The five elements in feng shui are wood, fire, earth, metal, and water. These are the elements that are used in Chinese astrology, and are also the same elements that are referred to by acupuncturists. Whether in your body or in your surroundings, the goal is balance. This balance can be achieved through a variety of ways. Find out more from Feng Shui professional, Carol Wheelock.
The concept of the five elements is the most difficult feng shui concept to grasp. It takes time to learn how to determine which element a particular item in your home might be because many things represent more than one element. A rectangular wood table that is painted red reflects three elements – wood for the substance, earth for the shape, and fire for the color. A round mirror is both metal (the shape) and water (reflective surface).

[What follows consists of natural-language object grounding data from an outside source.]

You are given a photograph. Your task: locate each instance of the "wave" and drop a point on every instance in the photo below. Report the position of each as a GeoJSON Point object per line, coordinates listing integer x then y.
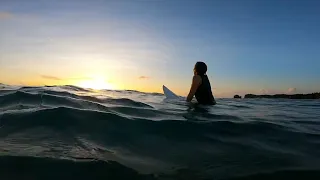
{"type": "Point", "coordinates": [136, 135]}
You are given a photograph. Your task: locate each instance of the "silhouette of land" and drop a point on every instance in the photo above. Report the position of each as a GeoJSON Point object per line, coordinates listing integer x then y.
{"type": "Point", "coordinates": [287, 96]}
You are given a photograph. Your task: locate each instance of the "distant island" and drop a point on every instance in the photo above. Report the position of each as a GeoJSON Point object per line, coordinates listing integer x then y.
{"type": "Point", "coordinates": [287, 96]}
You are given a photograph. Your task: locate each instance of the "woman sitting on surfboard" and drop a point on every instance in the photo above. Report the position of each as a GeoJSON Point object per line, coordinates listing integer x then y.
{"type": "Point", "coordinates": [201, 87]}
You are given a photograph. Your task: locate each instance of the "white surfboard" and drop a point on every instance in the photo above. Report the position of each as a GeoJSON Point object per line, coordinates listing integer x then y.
{"type": "Point", "coordinates": [169, 94]}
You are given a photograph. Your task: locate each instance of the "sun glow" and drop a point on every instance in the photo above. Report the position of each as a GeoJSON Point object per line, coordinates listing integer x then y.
{"type": "Point", "coordinates": [97, 83]}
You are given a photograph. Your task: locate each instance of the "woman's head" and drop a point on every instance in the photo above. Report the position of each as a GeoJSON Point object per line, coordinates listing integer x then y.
{"type": "Point", "coordinates": [200, 68]}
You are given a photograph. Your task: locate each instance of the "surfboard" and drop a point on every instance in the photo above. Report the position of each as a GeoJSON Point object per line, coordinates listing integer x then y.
{"type": "Point", "coordinates": [169, 94]}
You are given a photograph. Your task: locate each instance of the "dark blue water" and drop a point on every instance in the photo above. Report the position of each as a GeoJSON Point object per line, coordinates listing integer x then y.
{"type": "Point", "coordinates": [72, 133]}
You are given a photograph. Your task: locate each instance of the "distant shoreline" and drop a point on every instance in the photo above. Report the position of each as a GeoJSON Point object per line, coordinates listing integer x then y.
{"type": "Point", "coordinates": [286, 96]}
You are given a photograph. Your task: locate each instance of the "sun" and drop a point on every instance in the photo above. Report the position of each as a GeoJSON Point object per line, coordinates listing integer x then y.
{"type": "Point", "coordinates": [95, 83]}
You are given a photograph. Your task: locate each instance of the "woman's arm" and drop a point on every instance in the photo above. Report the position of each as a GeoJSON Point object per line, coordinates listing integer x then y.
{"type": "Point", "coordinates": [196, 81]}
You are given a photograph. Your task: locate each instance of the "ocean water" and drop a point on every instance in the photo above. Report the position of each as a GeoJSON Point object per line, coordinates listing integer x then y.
{"type": "Point", "coordinates": [68, 132]}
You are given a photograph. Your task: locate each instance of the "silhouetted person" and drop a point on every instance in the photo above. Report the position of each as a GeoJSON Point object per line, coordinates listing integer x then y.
{"type": "Point", "coordinates": [201, 87]}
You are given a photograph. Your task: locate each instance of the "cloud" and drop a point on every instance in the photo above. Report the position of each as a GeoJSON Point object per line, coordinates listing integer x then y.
{"type": "Point", "coordinates": [5, 15]}
{"type": "Point", "coordinates": [51, 77]}
{"type": "Point", "coordinates": [292, 90]}
{"type": "Point", "coordinates": [144, 77]}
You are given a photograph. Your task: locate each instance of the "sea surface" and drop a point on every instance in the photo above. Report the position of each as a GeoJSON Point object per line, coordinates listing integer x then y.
{"type": "Point", "coordinates": [67, 132]}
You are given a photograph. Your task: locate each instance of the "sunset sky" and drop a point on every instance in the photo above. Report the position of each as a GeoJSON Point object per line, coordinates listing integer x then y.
{"type": "Point", "coordinates": [250, 46]}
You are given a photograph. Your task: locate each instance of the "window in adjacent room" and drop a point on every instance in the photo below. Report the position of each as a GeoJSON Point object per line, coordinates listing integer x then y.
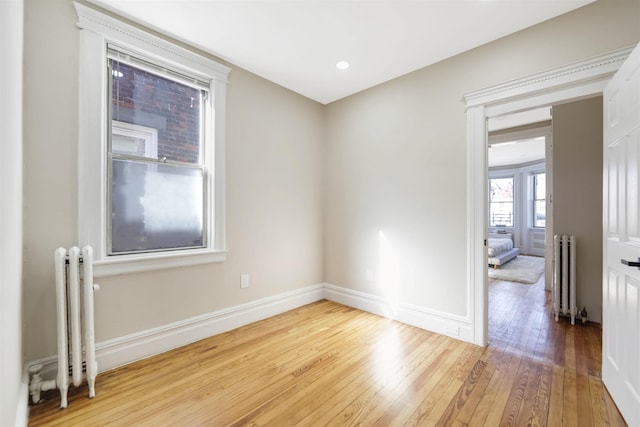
{"type": "Point", "coordinates": [539, 199]}
{"type": "Point", "coordinates": [501, 202]}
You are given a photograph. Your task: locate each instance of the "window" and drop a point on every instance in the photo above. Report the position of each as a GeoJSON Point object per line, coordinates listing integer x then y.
{"type": "Point", "coordinates": [151, 149]}
{"type": "Point", "coordinates": [158, 189]}
{"type": "Point", "coordinates": [501, 202]}
{"type": "Point", "coordinates": [539, 199]}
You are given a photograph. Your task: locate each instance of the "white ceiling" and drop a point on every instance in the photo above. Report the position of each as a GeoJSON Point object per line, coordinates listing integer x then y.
{"type": "Point", "coordinates": [296, 43]}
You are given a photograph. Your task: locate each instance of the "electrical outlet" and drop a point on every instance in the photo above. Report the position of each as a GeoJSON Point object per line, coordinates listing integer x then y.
{"type": "Point", "coordinates": [454, 331]}
{"type": "Point", "coordinates": [369, 275]}
{"type": "Point", "coordinates": [244, 280]}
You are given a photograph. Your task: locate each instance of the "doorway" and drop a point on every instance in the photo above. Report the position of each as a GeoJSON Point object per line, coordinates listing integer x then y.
{"type": "Point", "coordinates": [579, 80]}
{"type": "Point", "coordinates": [518, 148]}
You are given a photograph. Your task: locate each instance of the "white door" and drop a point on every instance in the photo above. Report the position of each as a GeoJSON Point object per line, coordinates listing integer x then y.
{"type": "Point", "coordinates": [621, 293]}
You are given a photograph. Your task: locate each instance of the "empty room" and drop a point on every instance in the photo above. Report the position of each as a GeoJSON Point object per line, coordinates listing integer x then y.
{"type": "Point", "coordinates": [277, 213]}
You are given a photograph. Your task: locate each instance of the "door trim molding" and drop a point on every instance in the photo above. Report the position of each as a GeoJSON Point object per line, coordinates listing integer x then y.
{"type": "Point", "coordinates": [579, 80]}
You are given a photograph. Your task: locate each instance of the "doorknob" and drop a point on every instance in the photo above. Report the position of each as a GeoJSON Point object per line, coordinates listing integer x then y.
{"type": "Point", "coordinates": [631, 263]}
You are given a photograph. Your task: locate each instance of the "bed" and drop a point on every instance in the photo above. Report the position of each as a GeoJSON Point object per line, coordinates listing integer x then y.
{"type": "Point", "coordinates": [500, 250]}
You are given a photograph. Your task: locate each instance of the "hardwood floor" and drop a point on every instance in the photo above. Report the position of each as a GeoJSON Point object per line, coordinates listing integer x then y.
{"type": "Point", "coordinates": [327, 364]}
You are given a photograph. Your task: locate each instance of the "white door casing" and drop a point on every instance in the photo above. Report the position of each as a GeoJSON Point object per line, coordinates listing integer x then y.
{"type": "Point", "coordinates": [571, 82]}
{"type": "Point", "coordinates": [621, 237]}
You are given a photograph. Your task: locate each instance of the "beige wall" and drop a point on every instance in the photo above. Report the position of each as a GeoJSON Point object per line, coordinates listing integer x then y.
{"type": "Point", "coordinates": [274, 196]}
{"type": "Point", "coordinates": [577, 193]}
{"type": "Point", "coordinates": [300, 178]}
{"type": "Point", "coordinates": [396, 157]}
{"type": "Point", "coordinates": [11, 361]}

Balancing the five elements is one of the layers of feng shui that is used to bring balance to your life and your space. Look around your house. If you have one element that is dominant, it is apt to create an imbalance in your life. For example, if you have an excess of wood, you may feel overwhelmed or over-committed. There are specific techniques that use the natural cycles of the elements to bring about balance, but space does not allow exploring those this month.
Much can be done by looking at the whole space and being aware of the five elements in it. By removing items and bringing others in with intention, you will start the process toward balance. Houses and rooms that contain all the elements feel the most comfortable. By having a balance of the elements in your home, everyone who enters that space will feel comfortable. Everyone who lives there will feel more in balance, more supported by the space, and that is the goal of feng shui. Personal taste, which stems from which element a person is, accounts for why someone may prefer a stark all white environment (metal) and someone else may like a more cluttered homey feel (earth). Carried to the extreme, however, these environments may not be comfortable even for others who live in the same space. It also leads to our having too much of our own selves and that “I am in my own way” feeling.

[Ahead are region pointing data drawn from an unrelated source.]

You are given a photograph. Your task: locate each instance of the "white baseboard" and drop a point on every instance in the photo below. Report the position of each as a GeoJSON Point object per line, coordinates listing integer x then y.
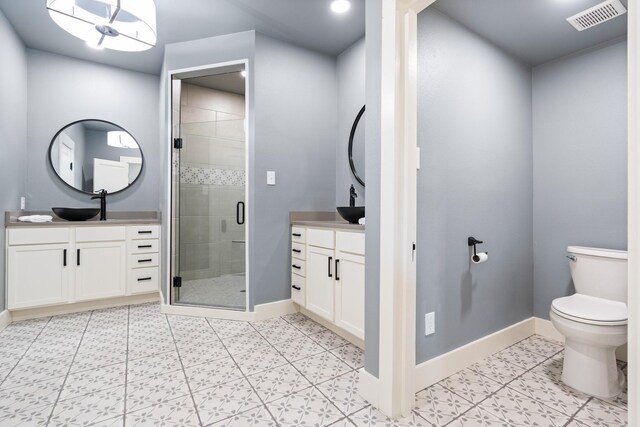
{"type": "Point", "coordinates": [262, 311]}
{"type": "Point", "coordinates": [369, 388]}
{"type": "Point", "coordinates": [439, 368]}
{"type": "Point", "coordinates": [332, 327]}
{"type": "Point", "coordinates": [545, 328]}
{"type": "Point", "coordinates": [5, 319]}
{"type": "Point", "coordinates": [34, 313]}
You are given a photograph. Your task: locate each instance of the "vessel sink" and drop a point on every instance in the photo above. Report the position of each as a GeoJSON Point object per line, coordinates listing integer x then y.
{"type": "Point", "coordinates": [76, 214]}
{"type": "Point", "coordinates": [351, 213]}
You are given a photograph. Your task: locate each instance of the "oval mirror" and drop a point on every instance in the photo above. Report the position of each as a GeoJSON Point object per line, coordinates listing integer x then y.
{"type": "Point", "coordinates": [94, 155]}
{"type": "Point", "coordinates": [357, 147]}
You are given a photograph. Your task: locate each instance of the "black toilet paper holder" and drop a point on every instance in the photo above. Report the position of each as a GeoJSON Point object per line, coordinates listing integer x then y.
{"type": "Point", "coordinates": [472, 241]}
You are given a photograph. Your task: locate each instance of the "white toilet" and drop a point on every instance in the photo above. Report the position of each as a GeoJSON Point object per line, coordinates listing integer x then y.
{"type": "Point", "coordinates": [593, 320]}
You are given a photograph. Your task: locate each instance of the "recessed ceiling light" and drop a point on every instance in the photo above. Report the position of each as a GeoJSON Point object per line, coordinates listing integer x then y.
{"type": "Point", "coordinates": [340, 6]}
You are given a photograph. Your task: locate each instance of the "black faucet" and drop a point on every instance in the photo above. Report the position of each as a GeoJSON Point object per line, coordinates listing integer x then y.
{"type": "Point", "coordinates": [352, 196]}
{"type": "Point", "coordinates": [103, 204]}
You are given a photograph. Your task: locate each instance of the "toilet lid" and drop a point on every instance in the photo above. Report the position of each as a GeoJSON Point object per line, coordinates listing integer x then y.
{"type": "Point", "coordinates": [591, 308]}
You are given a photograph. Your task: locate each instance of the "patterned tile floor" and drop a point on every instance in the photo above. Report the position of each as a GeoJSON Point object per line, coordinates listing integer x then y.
{"type": "Point", "coordinates": [135, 366]}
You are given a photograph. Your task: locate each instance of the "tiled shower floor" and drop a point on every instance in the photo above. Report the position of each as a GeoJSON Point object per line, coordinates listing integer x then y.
{"type": "Point", "coordinates": [136, 366]}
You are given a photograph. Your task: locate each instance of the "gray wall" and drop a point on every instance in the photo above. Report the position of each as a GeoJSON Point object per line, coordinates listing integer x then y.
{"type": "Point", "coordinates": [13, 130]}
{"type": "Point", "coordinates": [295, 134]}
{"type": "Point", "coordinates": [351, 98]}
{"type": "Point", "coordinates": [474, 131]}
{"type": "Point", "coordinates": [63, 90]}
{"type": "Point", "coordinates": [580, 163]}
{"type": "Point", "coordinates": [373, 79]}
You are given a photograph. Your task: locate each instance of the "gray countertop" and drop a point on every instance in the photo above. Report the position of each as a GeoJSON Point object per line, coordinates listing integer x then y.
{"type": "Point", "coordinates": [114, 218]}
{"type": "Point", "coordinates": [340, 225]}
{"type": "Point", "coordinates": [322, 220]}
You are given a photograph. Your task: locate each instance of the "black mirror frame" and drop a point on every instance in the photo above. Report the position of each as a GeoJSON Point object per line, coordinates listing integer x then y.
{"type": "Point", "coordinates": [93, 120]}
{"type": "Point", "coordinates": [351, 136]}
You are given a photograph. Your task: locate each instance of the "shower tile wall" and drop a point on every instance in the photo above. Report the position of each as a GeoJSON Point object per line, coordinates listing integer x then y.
{"type": "Point", "coordinates": [212, 182]}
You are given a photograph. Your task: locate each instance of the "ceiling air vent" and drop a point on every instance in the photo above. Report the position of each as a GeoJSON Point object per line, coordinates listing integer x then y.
{"type": "Point", "coordinates": [597, 14]}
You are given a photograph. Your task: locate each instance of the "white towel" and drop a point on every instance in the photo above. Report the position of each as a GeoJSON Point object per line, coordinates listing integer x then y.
{"type": "Point", "coordinates": [36, 218]}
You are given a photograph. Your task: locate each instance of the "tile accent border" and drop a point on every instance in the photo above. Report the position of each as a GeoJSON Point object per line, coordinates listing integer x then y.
{"type": "Point", "coordinates": [5, 319]}
{"type": "Point", "coordinates": [445, 365]}
{"type": "Point", "coordinates": [207, 176]}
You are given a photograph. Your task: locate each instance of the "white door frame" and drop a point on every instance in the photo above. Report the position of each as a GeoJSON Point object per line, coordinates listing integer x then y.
{"type": "Point", "coordinates": [395, 392]}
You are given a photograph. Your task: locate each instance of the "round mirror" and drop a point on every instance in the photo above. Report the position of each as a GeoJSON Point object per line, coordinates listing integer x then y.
{"type": "Point", "coordinates": [356, 148]}
{"type": "Point", "coordinates": [94, 155]}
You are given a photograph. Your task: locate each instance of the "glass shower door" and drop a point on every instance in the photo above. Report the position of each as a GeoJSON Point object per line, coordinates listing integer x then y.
{"type": "Point", "coordinates": [210, 196]}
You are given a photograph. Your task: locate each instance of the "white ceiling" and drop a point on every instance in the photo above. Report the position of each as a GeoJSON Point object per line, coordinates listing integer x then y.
{"type": "Point", "coordinates": [536, 31]}
{"type": "Point", "coordinates": [308, 23]}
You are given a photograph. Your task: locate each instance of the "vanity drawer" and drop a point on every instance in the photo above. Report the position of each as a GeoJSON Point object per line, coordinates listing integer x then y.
{"type": "Point", "coordinates": [143, 246]}
{"type": "Point", "coordinates": [143, 280]}
{"type": "Point", "coordinates": [299, 267]}
{"type": "Point", "coordinates": [298, 234]}
{"type": "Point", "coordinates": [350, 242]}
{"type": "Point", "coordinates": [298, 289]}
{"type": "Point", "coordinates": [142, 232]}
{"type": "Point", "coordinates": [39, 236]}
{"type": "Point", "coordinates": [143, 260]}
{"type": "Point", "coordinates": [100, 234]}
{"type": "Point", "coordinates": [321, 238]}
{"type": "Point", "coordinates": [298, 250]}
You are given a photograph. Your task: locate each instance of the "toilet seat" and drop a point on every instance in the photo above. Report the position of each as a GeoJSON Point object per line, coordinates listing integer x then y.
{"type": "Point", "coordinates": [591, 310]}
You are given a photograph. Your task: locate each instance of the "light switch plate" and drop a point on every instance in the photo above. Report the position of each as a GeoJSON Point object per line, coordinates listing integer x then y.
{"type": "Point", "coordinates": [430, 323]}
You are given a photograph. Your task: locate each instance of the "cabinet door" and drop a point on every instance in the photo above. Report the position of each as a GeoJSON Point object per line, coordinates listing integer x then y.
{"type": "Point", "coordinates": [37, 275]}
{"type": "Point", "coordinates": [100, 270]}
{"type": "Point", "coordinates": [349, 278]}
{"type": "Point", "coordinates": [319, 290]}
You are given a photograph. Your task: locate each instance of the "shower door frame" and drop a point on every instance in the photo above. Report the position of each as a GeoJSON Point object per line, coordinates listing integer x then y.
{"type": "Point", "coordinates": [191, 309]}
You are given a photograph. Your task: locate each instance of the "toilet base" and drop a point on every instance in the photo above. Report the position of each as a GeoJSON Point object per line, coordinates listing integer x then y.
{"type": "Point", "coordinates": [592, 370]}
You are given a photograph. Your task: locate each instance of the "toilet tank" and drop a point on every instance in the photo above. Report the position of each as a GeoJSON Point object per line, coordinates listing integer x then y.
{"type": "Point", "coordinates": [599, 272]}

Although you may gravitate toward things that are one element, try to include things in your surroundings that represent the others as well. This is usually not as difficult as it sounds. If you feel you home is lacking the fire element and you don’t like red or orange, include more candles or art that includes people and/or animals. You could also hang a group of pictures to form a triangular shape on the wall. Or maybe a bowl of oranges or red apples on the tables would be pleasing to you.
In the end, you want an environment that supports you, welcomes you, and makes you feel at peace and balanced. By honoring all the elements, you will create an environment that supports not only you, but also those with whom you share or invite into your space. In the process, you are also honoring the natural rhythms and cycles of nature.